Gefeiert: Dirigent Daniele Rustioni. © Davide Cerati

Und es war Sommer: Turiddu (Jonathan Tetelman) und seine Geliebte Lola (Rihab Chaieb) in der „Cavalleria rusticana“. © Geoffroy Schied

Führende Opernhäuser weltweit reißen sich um ihn: Daniele Rustioni hat mehr als 70 Opern in seinem Repertoire, ist seit 2022 Musikdirektor der Opéra National de Lyon und wurde im selben Jahr bei den International Opera Awards als bester Dirigent ausgezeichnet. Im November ernannte ihn die New Yorker Metropolitan Opera zum Ersten Gastdirigenten – eine Position, die 2021 an der Bayerischen Staatsoper sogar eigens für ihn geschaffen wurde. Nun kehrt der 42-jährige Mailänder ans Pult des Nationaltheaters zurück: Er betreut die Neuproduktion der beiden Kurzopern „Cavalleria rusticana“ und „Pagliacci“. Die Premiere ist morgen.

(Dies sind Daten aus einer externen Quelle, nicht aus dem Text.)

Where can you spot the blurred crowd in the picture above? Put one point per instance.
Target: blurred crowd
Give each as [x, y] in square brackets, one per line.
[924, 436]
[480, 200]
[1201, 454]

Wissen Sie noch, wie Ihre Opernleidenschaft geweckt wurde?

Ja, im Teatro alla Scala in meiner Heimatstadt Mailand. Dort stand ich seit meinem zehnten Lebensjahr als Mitglied des Kinderchors auf der Bühne. Unsere Auftritte waren oft relativ kurz: In Arrigo Boitos Oper „Mefistofele“ beispielsweise taucht der Kinderchor nur im Prolog und im Epilog auf. Die zweieinhalb Stunden dazwischen stand ich meist hinter dem Vorhang, wo ich fasziniert das Geschehen auf und hinter der Bühne verfolgte. Samuel Ramey, der Sänger der Titelrolle, steckte mir manchmal ein Eis aus der Kantine zu. Mit 14 wollte ich zwar noch nicht Dirigent werden, doch mir war schon klar, dass ich unbedingt einen Beruf ergreifen musste, der etwas mit Musiktheater zu tun hatte.

Dabei sind eigene Erfahrungen als Sänger sicher äußerst nützlich für einen Operndirigenten.

Definitiv. Mir hat es auch sehr geholfen, dass ich nicht nur Cello, Klavier, Orgel, Komposition und Dirigieren studiert habe, sondern daneben an der Scala als Korrepetitor und Souffleur arbeiten konnte – und als Bariton im Opernchor. Solche Erfahrungen sind heutzutage leider selten geworden: Selbst an renommierten Opernhäusern findet man im Orchestergraben immer öfter Dirigenten, die zwar auf dem Gebiet der symphonischen Musik Koryphäen sein mögen, aber keine Ahnung von Atemtechnik haben, sich nicht in die Kehle eines Sängers hineinversetzen können und sogar das ABC der Gesangsbegleitung nicht beherrschen. Natürlich betrifft das keineswegs die Bayerische Staatsoper – ich spreche hier von generellen Tendenzen in der Opernwelt, die mir Sorge bereiten.

Wann sind Ihnen „Cavalleria rusticana“ und „Pagliacci“ erstmals begegnet?

Leoncavallos „Pagliacci“ war die erste Oper, in der ich je mitsingen durfte: In einer von Riccardo Muti geleiteten Aufführung an der Mailänder Scala feierte ich 1993 als zehnjähriger Bub mein Bühnen-Debüt. Und „Cavalleria rusticana“ war die erste Oper, die ich je dirigiert habe – 2007 in Sankt Petersburg. Damals habe ich mich auf den ersten Blick in Mascagnis unglaublich temperamentvolle Musik verliebt. Im Nachhinein muss ich zugeben, dass ich in meinem jugendlichen Überschwang wohl deutlich übers Ziel hinausgeschossen bin: Aus jedem Forte wurde eine Klimax. Erst im Laufe der Jahre habe ich gelernt, die Leidenschaft klüger zu dosieren.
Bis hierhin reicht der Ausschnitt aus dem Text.